Howard Leight Max earplugs (Est. $5 for 20 pairs) also have a high 33-decibel NRR rating. But like the Hearos Xtreme they're large, and don't typically rate as well as the Hearos Ultimate Softness when it comes to comfort. They do a great job of blocking noise if they fit in your ear, though, and are particularly popular with motorcycle enthusiasts. Still, even the earplugs' fans say they can be difficult to insert and to get a proper fit.

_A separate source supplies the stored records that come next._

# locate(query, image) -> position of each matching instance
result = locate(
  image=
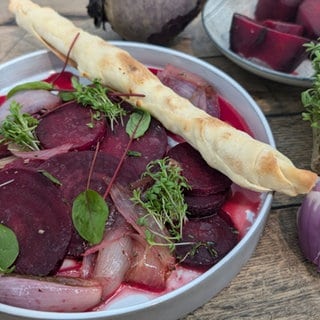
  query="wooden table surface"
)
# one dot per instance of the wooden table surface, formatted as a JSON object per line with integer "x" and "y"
{"x": 276, "y": 283}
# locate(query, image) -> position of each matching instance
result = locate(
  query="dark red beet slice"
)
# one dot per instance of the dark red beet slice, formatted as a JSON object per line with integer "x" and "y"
{"x": 151, "y": 146}
{"x": 308, "y": 16}
{"x": 211, "y": 239}
{"x": 283, "y": 10}
{"x": 199, "y": 206}
{"x": 4, "y": 152}
{"x": 70, "y": 124}
{"x": 203, "y": 179}
{"x": 72, "y": 170}
{"x": 32, "y": 206}
{"x": 286, "y": 27}
{"x": 277, "y": 50}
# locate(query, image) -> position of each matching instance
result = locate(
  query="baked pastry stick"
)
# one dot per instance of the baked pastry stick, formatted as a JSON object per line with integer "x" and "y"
{"x": 246, "y": 161}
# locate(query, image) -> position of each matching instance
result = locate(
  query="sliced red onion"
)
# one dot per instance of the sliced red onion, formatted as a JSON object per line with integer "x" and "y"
{"x": 308, "y": 222}
{"x": 192, "y": 87}
{"x": 41, "y": 154}
{"x": 114, "y": 257}
{"x": 54, "y": 294}
{"x": 32, "y": 101}
{"x": 121, "y": 198}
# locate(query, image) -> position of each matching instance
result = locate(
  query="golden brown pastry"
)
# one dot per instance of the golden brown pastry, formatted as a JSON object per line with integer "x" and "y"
{"x": 248, "y": 162}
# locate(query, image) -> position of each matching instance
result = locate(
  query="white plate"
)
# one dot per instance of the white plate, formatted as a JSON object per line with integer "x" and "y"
{"x": 179, "y": 302}
{"x": 217, "y": 18}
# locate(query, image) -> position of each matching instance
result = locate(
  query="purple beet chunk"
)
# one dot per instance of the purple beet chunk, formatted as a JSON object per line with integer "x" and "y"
{"x": 200, "y": 206}
{"x": 72, "y": 170}
{"x": 151, "y": 146}
{"x": 4, "y": 152}
{"x": 70, "y": 123}
{"x": 33, "y": 207}
{"x": 285, "y": 27}
{"x": 308, "y": 16}
{"x": 211, "y": 239}
{"x": 277, "y": 50}
{"x": 283, "y": 10}
{"x": 203, "y": 179}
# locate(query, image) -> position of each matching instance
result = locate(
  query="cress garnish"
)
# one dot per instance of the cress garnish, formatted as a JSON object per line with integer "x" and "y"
{"x": 311, "y": 100}
{"x": 19, "y": 128}
{"x": 164, "y": 200}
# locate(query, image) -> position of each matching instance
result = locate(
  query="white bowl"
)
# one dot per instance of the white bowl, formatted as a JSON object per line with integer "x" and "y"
{"x": 217, "y": 18}
{"x": 181, "y": 301}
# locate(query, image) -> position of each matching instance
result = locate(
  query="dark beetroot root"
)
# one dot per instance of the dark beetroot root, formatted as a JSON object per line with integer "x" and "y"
{"x": 33, "y": 207}
{"x": 70, "y": 123}
{"x": 200, "y": 206}
{"x": 277, "y": 50}
{"x": 151, "y": 146}
{"x": 72, "y": 170}
{"x": 308, "y": 16}
{"x": 283, "y": 10}
{"x": 207, "y": 240}
{"x": 203, "y": 179}
{"x": 285, "y": 27}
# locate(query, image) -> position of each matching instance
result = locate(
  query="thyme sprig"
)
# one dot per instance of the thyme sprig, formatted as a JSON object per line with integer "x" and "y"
{"x": 311, "y": 97}
{"x": 19, "y": 128}
{"x": 94, "y": 96}
{"x": 164, "y": 200}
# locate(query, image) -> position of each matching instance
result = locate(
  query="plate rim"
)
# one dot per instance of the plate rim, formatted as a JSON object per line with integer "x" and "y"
{"x": 258, "y": 223}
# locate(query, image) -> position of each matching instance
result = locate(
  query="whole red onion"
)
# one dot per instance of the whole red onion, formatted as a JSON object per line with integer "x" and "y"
{"x": 308, "y": 223}
{"x": 153, "y": 21}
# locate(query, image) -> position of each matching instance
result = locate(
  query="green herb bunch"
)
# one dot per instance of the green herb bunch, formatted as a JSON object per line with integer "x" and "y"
{"x": 164, "y": 200}
{"x": 95, "y": 96}
{"x": 311, "y": 97}
{"x": 19, "y": 128}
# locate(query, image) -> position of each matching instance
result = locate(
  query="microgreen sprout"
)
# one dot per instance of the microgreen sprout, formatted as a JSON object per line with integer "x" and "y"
{"x": 19, "y": 128}
{"x": 164, "y": 200}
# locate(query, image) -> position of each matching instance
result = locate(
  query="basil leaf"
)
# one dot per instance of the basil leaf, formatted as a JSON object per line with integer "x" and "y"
{"x": 9, "y": 249}
{"x": 35, "y": 85}
{"x": 138, "y": 124}
{"x": 89, "y": 215}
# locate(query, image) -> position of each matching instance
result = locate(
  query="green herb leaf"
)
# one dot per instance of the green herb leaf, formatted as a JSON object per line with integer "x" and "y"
{"x": 95, "y": 96}
{"x": 138, "y": 124}
{"x": 311, "y": 97}
{"x": 164, "y": 200}
{"x": 35, "y": 85}
{"x": 89, "y": 214}
{"x": 19, "y": 128}
{"x": 9, "y": 249}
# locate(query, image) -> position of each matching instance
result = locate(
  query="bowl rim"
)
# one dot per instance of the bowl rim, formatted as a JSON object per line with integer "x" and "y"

Another Howard Leight earplug, the Laser Lite (Est. $4.50 for 20 pairs), has an NRR of 32 decibels. They're characterized by their flattened T-shape, which many users say makes them easier to fit into your ear. In terms of comfort they're second only to the Hearos Ultimate Softness, and they do a great job of reducing moderate noises like snoring -- but several users report that they're inadequate for very loud activities like shooting.
Moldex Pura-Fit (Est. $30 for 200 pairs) have an NRR of 33 decibels, and since they only cost about 15 cents per pair, they're a great value if you use earplugs frequently. They're fairly long and skinny, though. Some users say they have to chop the ends off these earplugs to be able to sleep in them, and one motorcyclist with a large ear canal says he inserts the Moldex Pura-Fit butt-first to get a better fit.
Finally, if you want to stick with the classics, 3M's E-A-R Classic earplugs (Est. $25 for 200 pairs) remain a favorite with users. They receive a 92 percent satisfaction rating in a survey published on SleepLikeTheDead.com, while Amazon.com users say they're comfortable for small ear canals. The texture of the foam in these classic yellow earplugs makes them easy to handle, and their price -- about 12.5 cents per pair -- is attractive if you're looking for a bargain.
Any of these six earplugs are a great choice for general noise reduction. But when it comes to the best fit and comfort combined with multipurpose uses, the Hearos Ultimate Softness remains at the top of the pack.
Trying to squeeze a too-large earplug into a small ear canal is guaranteed to be uncomfortable. Because of that, both children and adults with small ear canals usually do best with a small version of regular earplugs. The Howard Leight Max comes in a small size (Est. $5 for 20 pairs) that reviewers say is a great fit for smaller ear canals, although the NRR for this smaller version is only 30 decibels.
You can also protect your child's ears with moldable earplugs like the silicone Mack's Pillow Soft (Est. $3.50 for 2 pairs), which comes in a kids' version, the natural wax Boules Quies and the silicone Putty Buddies Floating Ear Plugs. All of these earplugs are covered in our report on the best earplugs for swimming, but they can also be used to reduce overall noise. And because they sit over your child's ear canal instead of in it, they may be more comfortable -- and easier to apply -- than earplugs that protrude into the ear canal. Just be aware that the Boules Quies, in particular, can form a tighter seal than in-ear plugs; after all, they're meant to keep water out in addition to noise reduction.
If you're unsure how to handle hearing protection for your kids, or whether they need it, the National Institutes of Health provides a guide that teaches parents when and how to use ear protection for their children.